The RBST is now concerned that some breeds of heavy horses could die out within a decade unless there is intervention, and as a result launched the new campaign at the National Livestock Gene Bank Conference. Tom Beeston, the CEO of the Rare Breeds Survival Trust stated, “These heavy horses were here for us when we needed them, now it’s our turn to act to save these iconic breeds.”
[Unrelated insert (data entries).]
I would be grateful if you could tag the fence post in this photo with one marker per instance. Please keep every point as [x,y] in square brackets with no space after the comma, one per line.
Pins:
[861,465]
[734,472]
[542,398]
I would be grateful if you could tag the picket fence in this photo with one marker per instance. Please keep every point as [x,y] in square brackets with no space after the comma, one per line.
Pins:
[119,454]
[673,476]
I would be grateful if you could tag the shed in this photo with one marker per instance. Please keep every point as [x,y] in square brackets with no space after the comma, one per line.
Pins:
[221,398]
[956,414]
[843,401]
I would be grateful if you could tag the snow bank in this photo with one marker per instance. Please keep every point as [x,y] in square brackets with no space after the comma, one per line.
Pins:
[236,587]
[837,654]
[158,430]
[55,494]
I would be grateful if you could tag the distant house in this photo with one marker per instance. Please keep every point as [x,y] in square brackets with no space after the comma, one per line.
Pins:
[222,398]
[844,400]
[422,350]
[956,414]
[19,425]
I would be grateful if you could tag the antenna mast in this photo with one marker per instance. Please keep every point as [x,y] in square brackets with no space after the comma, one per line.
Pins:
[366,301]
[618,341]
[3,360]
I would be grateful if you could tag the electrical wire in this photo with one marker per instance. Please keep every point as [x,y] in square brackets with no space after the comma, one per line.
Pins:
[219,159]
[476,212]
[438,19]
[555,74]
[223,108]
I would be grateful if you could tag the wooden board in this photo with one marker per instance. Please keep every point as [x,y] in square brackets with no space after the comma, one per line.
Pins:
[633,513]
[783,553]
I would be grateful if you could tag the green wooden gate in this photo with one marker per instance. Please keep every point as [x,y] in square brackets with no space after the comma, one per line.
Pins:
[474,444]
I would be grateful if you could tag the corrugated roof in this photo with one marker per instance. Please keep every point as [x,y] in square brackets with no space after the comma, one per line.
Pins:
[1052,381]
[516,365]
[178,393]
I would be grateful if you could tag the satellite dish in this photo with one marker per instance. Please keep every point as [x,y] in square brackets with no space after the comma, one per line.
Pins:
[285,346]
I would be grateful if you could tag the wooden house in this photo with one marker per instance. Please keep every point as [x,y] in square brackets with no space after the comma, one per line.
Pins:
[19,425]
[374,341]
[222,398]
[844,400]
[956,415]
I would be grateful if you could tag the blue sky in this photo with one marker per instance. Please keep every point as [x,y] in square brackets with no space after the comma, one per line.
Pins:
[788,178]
It is hoped the crowdfunding campaign will help raise awareness of the plight of the UK’s heavy horses and increase donations to assist in funding the collection of much-needed genetic material for the Gene Bank, without which there is a risk of losing these animals forever.
Viv Cockburn of Hay Farm Heavy Horse Centre said “We are all absolutely delighted with this approval, and we will be working very closely with RBST to help preserve these magnificent animals. The Centre already runs a breeding programme for the Clydesdale Heavy Horse, and this year we have extended this into rare breed sheep and even rarer British Lop Eared pigs (of which there are only 1-200 left.)”
Viv’s daughter Anna added, “’Looking Back’ will launch Hay Farm as a Conservation Centre and in addition to the other attractions, depending on our expectant mum Louise together with Mother Nature, visitors may get even a chance to see some new-born piglets!”
‘Looking Back’ offers visitors the opportunity to visit the Centre and see the majestic horses at work as well as learning about other rare breed animals and watch craftsmen demonstrating old working skills and aspects of vintage machinery. Throughout the weekend there will be horse-drawn carriage rides too.
Gates open on Saturday and Sunday morning at 10am, dogs are welcome and the Centre is accessible to the disabled.